Even if they were free to mint they're still effectively worthless trash to most of us. I've been waiting for the penny to die for decades, and it would be nice if we had a functioning government that could handle these nonpartisan issues smoothly, but we haven't had anything like that in a long time, so the rip the bandaid off I say
Zinc is the cheap material though. It replaced copper (except for the foil outer), when copper was too expensive.
If there was a suitable and even less expensive metal, I think it might be reasonable to switch again. But if we have to rebuild coin handling to use a plastic penny, I think it's necessary to consider the costs and benefits of a vastly different material versus the costs and benefits of abandoning pennies.

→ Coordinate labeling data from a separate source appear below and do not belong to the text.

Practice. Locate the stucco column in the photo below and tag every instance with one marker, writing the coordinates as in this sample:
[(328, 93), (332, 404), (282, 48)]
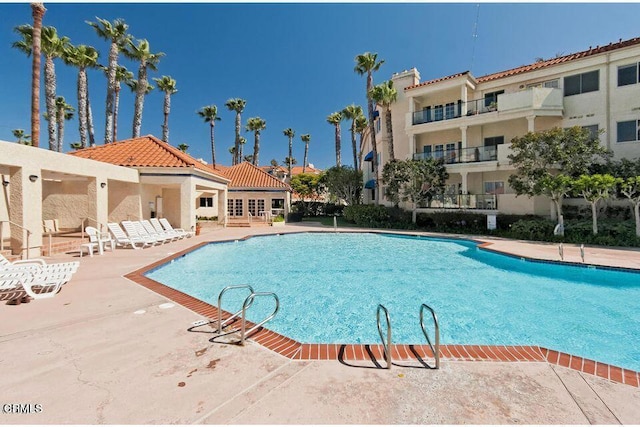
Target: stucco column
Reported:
[(25, 209), (97, 203), (187, 205), (222, 207)]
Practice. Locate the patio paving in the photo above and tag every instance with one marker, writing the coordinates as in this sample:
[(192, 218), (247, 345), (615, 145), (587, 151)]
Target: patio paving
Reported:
[(91, 356)]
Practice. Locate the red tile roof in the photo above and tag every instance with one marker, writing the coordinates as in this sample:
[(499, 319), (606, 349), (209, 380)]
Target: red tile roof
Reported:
[(145, 151), (541, 64), (246, 175)]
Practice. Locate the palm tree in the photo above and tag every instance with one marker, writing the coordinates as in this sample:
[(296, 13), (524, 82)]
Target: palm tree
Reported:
[(367, 63), (22, 138), (147, 59), (116, 33), (168, 86), (83, 57), (362, 127), (237, 105), (335, 119), (305, 138), (64, 112), (256, 125), (210, 115), (37, 11), (52, 47), (289, 133), (352, 112), (384, 95)]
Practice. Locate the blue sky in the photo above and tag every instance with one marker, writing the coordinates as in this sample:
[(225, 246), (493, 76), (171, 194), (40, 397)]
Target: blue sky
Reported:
[(293, 62)]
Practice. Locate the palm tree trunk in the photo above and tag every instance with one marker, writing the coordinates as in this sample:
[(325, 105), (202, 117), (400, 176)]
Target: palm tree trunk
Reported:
[(338, 144), (116, 106), (82, 106), (165, 125), (50, 97), (37, 10), (111, 84), (256, 148), (389, 133), (353, 145), (213, 147), (141, 88)]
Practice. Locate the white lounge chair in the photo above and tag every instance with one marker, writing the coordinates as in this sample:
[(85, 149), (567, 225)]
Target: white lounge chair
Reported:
[(167, 226), (123, 240), (132, 233), (156, 224)]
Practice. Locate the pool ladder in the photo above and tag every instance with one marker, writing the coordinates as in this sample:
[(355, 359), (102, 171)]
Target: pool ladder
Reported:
[(386, 344), (242, 313)]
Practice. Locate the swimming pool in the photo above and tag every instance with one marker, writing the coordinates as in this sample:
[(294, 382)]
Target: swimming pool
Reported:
[(330, 284)]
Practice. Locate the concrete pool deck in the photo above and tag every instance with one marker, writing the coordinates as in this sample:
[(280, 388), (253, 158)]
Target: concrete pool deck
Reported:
[(90, 355)]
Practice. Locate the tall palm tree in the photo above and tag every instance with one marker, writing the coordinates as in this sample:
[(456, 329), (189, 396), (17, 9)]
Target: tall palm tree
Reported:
[(367, 63), (168, 86), (141, 53), (384, 95), (335, 119), (237, 105), (64, 112), (83, 57), (37, 11), (210, 115), (52, 47), (116, 33), (256, 125), (362, 127), (352, 112), (289, 133), (21, 136), (306, 138)]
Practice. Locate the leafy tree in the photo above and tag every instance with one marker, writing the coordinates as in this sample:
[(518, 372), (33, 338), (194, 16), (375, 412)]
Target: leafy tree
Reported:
[(630, 188), (414, 181), (343, 183), (539, 156), (307, 185), (354, 112), (22, 137), (595, 188), (168, 86), (384, 95), (335, 119), (210, 115), (367, 63)]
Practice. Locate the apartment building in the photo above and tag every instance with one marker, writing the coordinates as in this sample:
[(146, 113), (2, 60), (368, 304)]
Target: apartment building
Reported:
[(469, 121)]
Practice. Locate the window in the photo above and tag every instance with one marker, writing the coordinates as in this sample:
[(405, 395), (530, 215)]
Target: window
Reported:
[(582, 83), (494, 187), (206, 202), (629, 131), (628, 75)]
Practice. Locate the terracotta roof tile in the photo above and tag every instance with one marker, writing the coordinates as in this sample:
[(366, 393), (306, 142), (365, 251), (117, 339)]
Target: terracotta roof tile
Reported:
[(145, 151), (246, 175), (542, 64)]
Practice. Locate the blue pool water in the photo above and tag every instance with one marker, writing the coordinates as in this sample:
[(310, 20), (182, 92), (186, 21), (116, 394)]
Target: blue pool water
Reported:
[(330, 284)]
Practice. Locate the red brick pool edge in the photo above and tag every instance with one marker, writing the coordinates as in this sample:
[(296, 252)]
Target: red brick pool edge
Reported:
[(374, 352)]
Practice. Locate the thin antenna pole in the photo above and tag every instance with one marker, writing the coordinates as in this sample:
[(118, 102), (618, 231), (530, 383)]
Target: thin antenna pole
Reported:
[(474, 36)]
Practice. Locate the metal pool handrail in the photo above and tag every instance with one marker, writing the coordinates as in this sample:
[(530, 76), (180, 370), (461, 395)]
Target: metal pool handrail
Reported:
[(387, 345), (220, 322), (435, 349)]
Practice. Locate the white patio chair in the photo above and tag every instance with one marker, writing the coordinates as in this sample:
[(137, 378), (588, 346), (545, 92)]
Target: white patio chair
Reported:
[(123, 240), (167, 226)]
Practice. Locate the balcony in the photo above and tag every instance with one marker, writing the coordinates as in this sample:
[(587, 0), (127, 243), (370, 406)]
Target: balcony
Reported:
[(462, 201), (466, 155)]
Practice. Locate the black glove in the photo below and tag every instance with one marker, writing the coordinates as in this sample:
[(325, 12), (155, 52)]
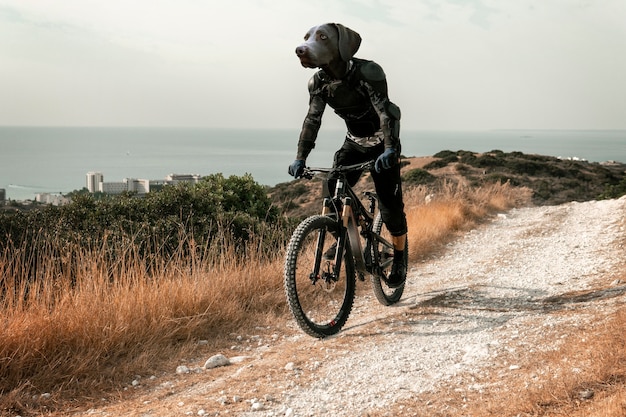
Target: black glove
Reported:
[(296, 169)]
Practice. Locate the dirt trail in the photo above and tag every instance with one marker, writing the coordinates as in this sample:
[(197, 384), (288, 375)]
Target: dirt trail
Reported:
[(499, 294)]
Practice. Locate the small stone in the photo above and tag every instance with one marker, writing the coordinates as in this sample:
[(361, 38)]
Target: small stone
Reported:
[(216, 361), (586, 394), (182, 369)]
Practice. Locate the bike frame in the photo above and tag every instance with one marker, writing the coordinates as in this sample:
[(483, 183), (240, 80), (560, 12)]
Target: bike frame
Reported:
[(354, 215)]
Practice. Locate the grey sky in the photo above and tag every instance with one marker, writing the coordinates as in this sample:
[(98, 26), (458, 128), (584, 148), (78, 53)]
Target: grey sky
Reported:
[(450, 64)]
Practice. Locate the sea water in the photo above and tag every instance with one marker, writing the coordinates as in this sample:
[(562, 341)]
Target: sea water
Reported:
[(56, 159)]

The other option would be to rebase the currency such that a single penny was a meaningful unit of money again. One potential such way would be to issue new paper notes which represent the old note with a decimal place move such that $10 becomes $100. This has been done before but might not be a great idea for the USA.
That would be a nightmare, you're basically bringing in a new currency at that point because now all cash, every bank account and every price in the whole country needs to change. That's going to be probably hundreds of thousands of times more effort and expense than phasing out pennies!
Wouldn’t the decimal place have to move in the other direction for the penny to become useful again?
Several points: firstly i would assume every country has a process for disposing of bad and worn out notes and coins. If not i'm sure someone could work out how to profit from recycling dead pennies in true capitalist fashion. This leads on to my second point which is when the government has time they should get around to issuing a bill removing pennies (and maybe other smaller denominations) from legal tender.
But there is a wider point which i want to discuss. How long will physical cash last? I'm very fuzzy on this but i think in some of the Asian countries it is practically an endangered species. Tax people don't like large denomination notes. And virtually no legal big transactions take place in cash. America must profit massively from the fact that in many other countries dollars are the go to black market currency but that is a very singular advantage.
Per the U.S. Mint, the life span of a coin is 30 years:
For paper money, depending on denomination, 5.7 to 24 years. (https://www.federalreserve.gov/faqs/how-long-is-the-life-spa...)Trump obsession really got major news outlets trying to outcompete themselves on who could create the most apocalyptic text about... pennies.
I've already seen a lighter version of this level of madness when G. W. Bush was re-elected, but at the time I was quite young and more permeable to the concerted propaganda. This time around is just funny, to say the truth.
It would be really great if the media could at least try to keep up with the appearance of some neutrality, and started publishing some actual news again.